Son of Witz Sonofwitz at butcherbaker.org
Wed Jan 26 22:18:50 PST 2011


On Jan 26, 2011, at 7:15 PM, Mr Thalassocrat <thalassocrat08 at gmail.com> wrote:

> 
> 
> On Thu, Jan 27, 2011 at 5:23 AM, Son of Witz <Sonofwitz at butcherbaker.org> wrote:
>  
> I do think there is reason to see Casdoe's family as a symbolic family to Severian.
> When he meets them, Severian has put Torture behind him, and is about to go through the various battles in SWORD, which, as I've described eleswhere, seem to be based on a vertical heirachy of Foes of the Increate that result in him truly becoming the Conciliator.  He has just DECENDED across an enormous swath of geologic time when he scales the cliff and arrives at a symbol of the most basic form of human existence.
> 
> This line is the kicker: "It seemed to me the archetype of those caves into which, as scholars teach, humanity has crept again at the lowest point of each cycle of civilization" and he goes on to say that it is the most romantic place he ever was, in retrospect.
> 
> So, at the "lowest point" syncs up well with his climb and the symbolism of going back past all the grand ages of ruined civilizations symbolized by the wall.  So what does he find there?  Why, a boy named Severian!
> 
> Why does this matter?  Considering that Severian brings the deluge and sets humanity back to the caves of civilazation's low point, it is very relevant.  THIS is the example of the humanity he wants to save, of a life he might like to have lead.
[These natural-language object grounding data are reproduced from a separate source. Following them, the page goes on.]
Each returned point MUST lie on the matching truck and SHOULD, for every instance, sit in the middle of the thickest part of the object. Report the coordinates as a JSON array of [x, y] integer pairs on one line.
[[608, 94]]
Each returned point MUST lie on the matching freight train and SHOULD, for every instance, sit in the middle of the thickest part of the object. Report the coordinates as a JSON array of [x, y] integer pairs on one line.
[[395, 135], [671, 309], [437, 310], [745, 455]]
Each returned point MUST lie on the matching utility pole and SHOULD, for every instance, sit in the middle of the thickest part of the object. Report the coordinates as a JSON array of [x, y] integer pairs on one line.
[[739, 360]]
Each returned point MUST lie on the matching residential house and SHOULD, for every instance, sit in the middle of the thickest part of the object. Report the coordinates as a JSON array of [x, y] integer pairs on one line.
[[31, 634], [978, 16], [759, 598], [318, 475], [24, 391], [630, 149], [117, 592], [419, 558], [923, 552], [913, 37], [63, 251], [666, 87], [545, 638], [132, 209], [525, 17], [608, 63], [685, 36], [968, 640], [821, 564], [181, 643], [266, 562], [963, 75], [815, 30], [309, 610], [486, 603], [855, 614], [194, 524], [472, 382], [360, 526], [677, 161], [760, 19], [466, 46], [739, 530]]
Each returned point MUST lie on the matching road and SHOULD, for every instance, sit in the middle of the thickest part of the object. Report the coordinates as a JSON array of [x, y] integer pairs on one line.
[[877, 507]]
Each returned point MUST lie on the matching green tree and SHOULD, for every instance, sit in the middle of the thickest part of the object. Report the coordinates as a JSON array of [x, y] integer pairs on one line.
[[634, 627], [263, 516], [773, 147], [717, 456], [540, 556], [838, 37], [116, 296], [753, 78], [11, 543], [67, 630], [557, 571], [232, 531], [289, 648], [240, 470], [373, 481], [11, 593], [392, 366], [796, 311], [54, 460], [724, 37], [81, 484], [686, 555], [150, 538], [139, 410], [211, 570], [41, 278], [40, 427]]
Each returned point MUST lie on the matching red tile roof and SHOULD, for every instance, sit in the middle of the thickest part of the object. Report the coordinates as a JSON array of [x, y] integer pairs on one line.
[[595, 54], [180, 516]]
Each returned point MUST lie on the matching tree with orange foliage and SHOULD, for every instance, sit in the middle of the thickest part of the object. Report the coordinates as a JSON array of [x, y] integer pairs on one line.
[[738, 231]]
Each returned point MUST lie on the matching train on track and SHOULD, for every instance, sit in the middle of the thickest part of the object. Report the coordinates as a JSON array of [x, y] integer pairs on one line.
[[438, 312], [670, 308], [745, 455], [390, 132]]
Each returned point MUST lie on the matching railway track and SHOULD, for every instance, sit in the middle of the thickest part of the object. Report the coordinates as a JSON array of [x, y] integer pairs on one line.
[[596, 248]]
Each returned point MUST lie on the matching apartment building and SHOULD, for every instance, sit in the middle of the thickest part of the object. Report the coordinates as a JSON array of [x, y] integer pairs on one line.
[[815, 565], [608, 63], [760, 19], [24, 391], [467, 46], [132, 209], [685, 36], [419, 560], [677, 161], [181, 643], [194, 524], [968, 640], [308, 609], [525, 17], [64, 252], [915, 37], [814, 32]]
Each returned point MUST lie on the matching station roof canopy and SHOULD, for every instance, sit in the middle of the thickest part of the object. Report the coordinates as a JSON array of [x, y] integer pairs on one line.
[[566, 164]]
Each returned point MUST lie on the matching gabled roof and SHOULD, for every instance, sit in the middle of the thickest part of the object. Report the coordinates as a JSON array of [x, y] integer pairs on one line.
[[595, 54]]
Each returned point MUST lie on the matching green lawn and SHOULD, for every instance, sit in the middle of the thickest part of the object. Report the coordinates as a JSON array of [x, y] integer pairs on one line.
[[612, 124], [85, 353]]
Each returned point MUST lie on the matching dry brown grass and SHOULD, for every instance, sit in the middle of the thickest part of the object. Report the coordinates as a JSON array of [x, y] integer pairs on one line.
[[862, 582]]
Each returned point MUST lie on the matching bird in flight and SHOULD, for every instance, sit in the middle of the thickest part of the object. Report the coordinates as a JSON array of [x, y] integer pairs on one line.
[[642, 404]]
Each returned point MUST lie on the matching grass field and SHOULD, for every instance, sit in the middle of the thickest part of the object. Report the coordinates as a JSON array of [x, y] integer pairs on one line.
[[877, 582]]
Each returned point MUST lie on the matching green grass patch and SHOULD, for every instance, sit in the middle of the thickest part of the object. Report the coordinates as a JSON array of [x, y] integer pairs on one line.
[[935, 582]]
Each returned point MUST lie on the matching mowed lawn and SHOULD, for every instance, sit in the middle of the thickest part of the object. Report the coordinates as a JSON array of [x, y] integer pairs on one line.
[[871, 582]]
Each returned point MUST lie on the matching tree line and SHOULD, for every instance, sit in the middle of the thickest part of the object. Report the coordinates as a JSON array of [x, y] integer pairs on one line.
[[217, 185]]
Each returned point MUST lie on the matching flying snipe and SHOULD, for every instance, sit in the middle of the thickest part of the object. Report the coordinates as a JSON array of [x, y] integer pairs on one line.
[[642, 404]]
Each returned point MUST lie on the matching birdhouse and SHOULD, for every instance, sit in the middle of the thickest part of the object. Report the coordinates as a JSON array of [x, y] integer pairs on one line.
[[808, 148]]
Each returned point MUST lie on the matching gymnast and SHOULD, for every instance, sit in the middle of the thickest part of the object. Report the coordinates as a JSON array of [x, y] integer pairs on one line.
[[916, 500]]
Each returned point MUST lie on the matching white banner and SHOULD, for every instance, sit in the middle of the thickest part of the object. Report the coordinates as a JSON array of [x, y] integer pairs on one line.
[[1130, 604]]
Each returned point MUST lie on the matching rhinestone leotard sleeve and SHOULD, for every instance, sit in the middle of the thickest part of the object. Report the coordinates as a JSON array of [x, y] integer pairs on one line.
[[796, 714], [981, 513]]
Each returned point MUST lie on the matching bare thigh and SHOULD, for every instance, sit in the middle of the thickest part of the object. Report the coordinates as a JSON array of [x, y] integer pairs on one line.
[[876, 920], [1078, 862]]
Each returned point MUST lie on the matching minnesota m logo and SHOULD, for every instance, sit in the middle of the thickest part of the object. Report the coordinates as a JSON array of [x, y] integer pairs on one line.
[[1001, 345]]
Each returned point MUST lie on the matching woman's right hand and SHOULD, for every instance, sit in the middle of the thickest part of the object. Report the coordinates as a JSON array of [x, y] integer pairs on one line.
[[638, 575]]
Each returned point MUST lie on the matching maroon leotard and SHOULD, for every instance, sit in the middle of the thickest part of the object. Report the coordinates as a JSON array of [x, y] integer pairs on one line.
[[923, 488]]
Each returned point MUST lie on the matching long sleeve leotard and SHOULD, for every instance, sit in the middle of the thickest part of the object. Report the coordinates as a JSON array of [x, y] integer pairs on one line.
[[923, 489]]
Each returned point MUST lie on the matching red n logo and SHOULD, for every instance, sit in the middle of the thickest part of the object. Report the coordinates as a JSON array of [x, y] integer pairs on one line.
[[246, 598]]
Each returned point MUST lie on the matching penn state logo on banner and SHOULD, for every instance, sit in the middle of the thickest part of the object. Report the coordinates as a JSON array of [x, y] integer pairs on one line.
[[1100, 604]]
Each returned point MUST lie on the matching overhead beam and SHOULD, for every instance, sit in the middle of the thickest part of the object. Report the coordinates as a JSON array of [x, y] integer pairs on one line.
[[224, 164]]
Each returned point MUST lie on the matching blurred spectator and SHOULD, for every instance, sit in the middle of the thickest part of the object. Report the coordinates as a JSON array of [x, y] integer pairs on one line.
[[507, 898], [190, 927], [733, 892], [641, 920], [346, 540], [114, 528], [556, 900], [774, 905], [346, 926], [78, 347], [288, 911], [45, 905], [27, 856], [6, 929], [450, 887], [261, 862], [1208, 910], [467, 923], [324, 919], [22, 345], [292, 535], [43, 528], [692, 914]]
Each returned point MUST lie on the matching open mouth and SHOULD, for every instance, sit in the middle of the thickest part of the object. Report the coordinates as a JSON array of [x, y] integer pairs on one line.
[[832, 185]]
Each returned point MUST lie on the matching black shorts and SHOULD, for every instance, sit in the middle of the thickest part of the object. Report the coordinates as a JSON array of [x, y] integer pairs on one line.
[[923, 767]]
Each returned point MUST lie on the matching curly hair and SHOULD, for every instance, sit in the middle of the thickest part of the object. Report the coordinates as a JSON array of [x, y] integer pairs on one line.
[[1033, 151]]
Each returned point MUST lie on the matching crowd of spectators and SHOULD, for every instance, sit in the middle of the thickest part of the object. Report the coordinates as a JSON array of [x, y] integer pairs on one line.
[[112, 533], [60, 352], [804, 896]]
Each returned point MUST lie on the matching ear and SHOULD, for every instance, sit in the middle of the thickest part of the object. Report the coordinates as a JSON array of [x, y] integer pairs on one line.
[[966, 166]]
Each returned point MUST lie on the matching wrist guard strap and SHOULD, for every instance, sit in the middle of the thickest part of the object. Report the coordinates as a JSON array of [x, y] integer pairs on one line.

The presence of a boy with his name makes him identify with it.  So when Typhon zaps the life out of Little Severian, it is a huge indicator to Sev as to what Typhon has to offer. Sev knows which side he is on; that of the humble human.  This is another reason that it is symbolically problematic to suggest Severian is part alien. He saves the world for humanity, and he sets things back to the simplicity of Casdoe's lifestyle.
>  
> Interesting!
>  
> On my reading - in which Sev is the dupe and Judas goat for a bunch of inimical aliens intent on slaughtering most of Urthly humanity, depriving the remnant of their history and establishing Sev as some kind of low-rent demigod to guide their future in line with the aliens' plans - it takes a different slant, of course.
>  
> Viz: Sev colludes with a repugnant alien beast to facilitate the death of most of Cadoe's family, leaving Little Sev as the only survivor.
>  
> Morally, I think, Sev is a cripple. He waxes lyrical about these people and their lives, yet constructively colludes in their horrible deaths. Later, he does the same thing on a much larger scale.
> 


Rad! 
That is so fucked up!

Here is a perfect example of an alternate reading that is absolutely suportable with the text.
I love that the text is so slippery that - in and of itself, without triple guessing every adjective -we have completely opposite readings that agree with the text.
Aestheticaly, I prefer my take to the one Mr. Thalassocrat lays out, but as far as I can tell, the "letter" of the book supports this reading.

 I would argue that I think it does not exactly seem to fit what I percieve as the "spirit" of the text, but clearly Wolfe is wiley and perverse enough to have had this intent, alongside, perhaps, his own preferred reading. But I'm only guessing what that might be through my own biased filters.